In elke focusgroep waren er enerzijds één of twee participanten die zeer weinig tot bijna niet
participeerden aan het gesprek. Anderzijds waren er enkele participanten die zeer hevig voor iets uit
kwamen. In focusgroep 1 was dit een participant van 80 jaar die de emotionaliteit en de arts-patiënt
relatie hevig benadrukte, waar de arts moet klaar staan voor de patiënt en de patiënt nooit alleen
staat. Hij gebruikte verschillende keren de zin: “Vroeger was dat toch zo”. In focusgroep 2 was er een
participant die benadrukte dat de zorg momenteel goed verloopt en dat er niets moet veranderen:
“Never change a winning team”. Dit was tevens de participant die van mening is dat het normaal is dat
je de patiënt minder ziet bij complexe zorg en dat de rol van de huisarts niet anders is voor
borstkankerpatiënten als voor andere patiënten. In focusgroep 3 was er een participant die
momenteel het partnerschap tussen de huisarts en patiënt mist.

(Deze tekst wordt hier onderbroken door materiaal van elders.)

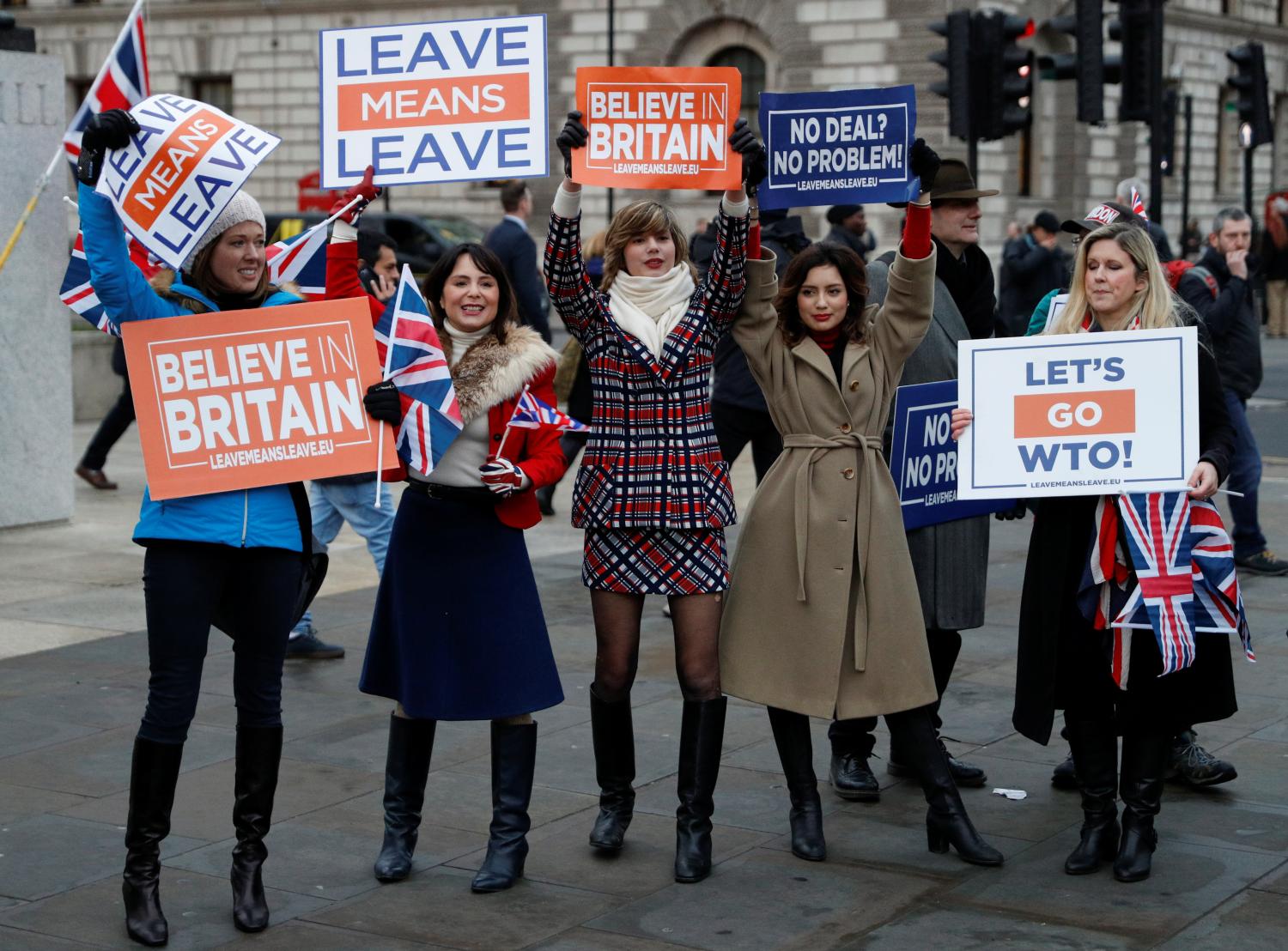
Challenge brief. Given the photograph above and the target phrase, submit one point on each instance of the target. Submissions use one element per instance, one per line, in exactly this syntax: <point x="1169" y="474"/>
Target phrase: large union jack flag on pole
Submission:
<point x="414" y="360"/>
<point x="120" y="84"/>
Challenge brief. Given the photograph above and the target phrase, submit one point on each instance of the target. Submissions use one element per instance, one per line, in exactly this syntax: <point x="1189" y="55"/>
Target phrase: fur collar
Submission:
<point x="491" y="373"/>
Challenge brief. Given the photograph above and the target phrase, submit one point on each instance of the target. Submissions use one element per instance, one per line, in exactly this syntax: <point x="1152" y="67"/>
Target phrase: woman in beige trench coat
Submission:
<point x="822" y="615"/>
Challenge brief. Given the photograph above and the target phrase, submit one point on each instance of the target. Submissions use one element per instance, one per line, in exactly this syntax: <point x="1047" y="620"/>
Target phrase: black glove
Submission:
<point x="111" y="129"/>
<point x="1012" y="513"/>
<point x="383" y="403"/>
<point x="924" y="162"/>
<point x="574" y="136"/>
<point x="755" y="162"/>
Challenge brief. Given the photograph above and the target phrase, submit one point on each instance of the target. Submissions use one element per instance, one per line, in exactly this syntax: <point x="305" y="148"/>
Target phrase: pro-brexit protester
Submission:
<point x="234" y="554"/>
<point x="459" y="632"/>
<point x="829" y="513"/>
<point x="653" y="490"/>
<point x="1064" y="657"/>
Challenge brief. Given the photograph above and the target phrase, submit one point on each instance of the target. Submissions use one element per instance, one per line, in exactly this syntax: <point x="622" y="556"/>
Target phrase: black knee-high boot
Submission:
<point x="701" y="735"/>
<point x="259" y="753"/>
<point x="613" y="737"/>
<point x="411" y="742"/>
<point x="154" y="773"/>
<point x="796" y="753"/>
<point x="1145" y="760"/>
<point x="947" y="821"/>
<point x="1095" y="755"/>
<point x="514" y="760"/>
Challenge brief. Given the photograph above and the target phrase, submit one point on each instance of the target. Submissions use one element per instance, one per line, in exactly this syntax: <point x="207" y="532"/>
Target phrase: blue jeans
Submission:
<point x="334" y="503"/>
<point x="1246" y="477"/>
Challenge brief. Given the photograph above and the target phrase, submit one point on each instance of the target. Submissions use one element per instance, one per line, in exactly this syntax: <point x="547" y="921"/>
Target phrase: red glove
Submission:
<point x="501" y="476"/>
<point x="365" y="191"/>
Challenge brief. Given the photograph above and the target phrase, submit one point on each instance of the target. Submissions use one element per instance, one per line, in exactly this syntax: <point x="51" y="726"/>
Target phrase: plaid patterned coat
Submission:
<point x="652" y="461"/>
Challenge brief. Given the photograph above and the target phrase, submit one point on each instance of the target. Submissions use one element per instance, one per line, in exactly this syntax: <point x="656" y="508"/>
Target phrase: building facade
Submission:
<point x="258" y="59"/>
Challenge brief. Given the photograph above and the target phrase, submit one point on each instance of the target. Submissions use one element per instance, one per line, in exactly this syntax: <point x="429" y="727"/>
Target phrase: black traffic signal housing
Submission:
<point x="1254" y="93"/>
<point x="1087" y="64"/>
<point x="956" y="58"/>
<point x="1004" y="75"/>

Hij gebruikte zinnen als “Verwijzen is
verdwijnen”, “Borstkanker is het stokpaardje van het ziekenhuis” en “We staan eerder op tweedelijn
dan op eerstelijn”.
Opvallend is dat drie participanten in focusgroep 1 geen softwareprogramma gebruiken. Twee van
deze huisartsen hebben een leeftijd boven de pensioenleeftijd, de andere huisarts is 56 jaar en staat
op het punt om een softwareprogramma aan te schaffen.
In de focusgroepen zijn twee algemene thema’s op te merken.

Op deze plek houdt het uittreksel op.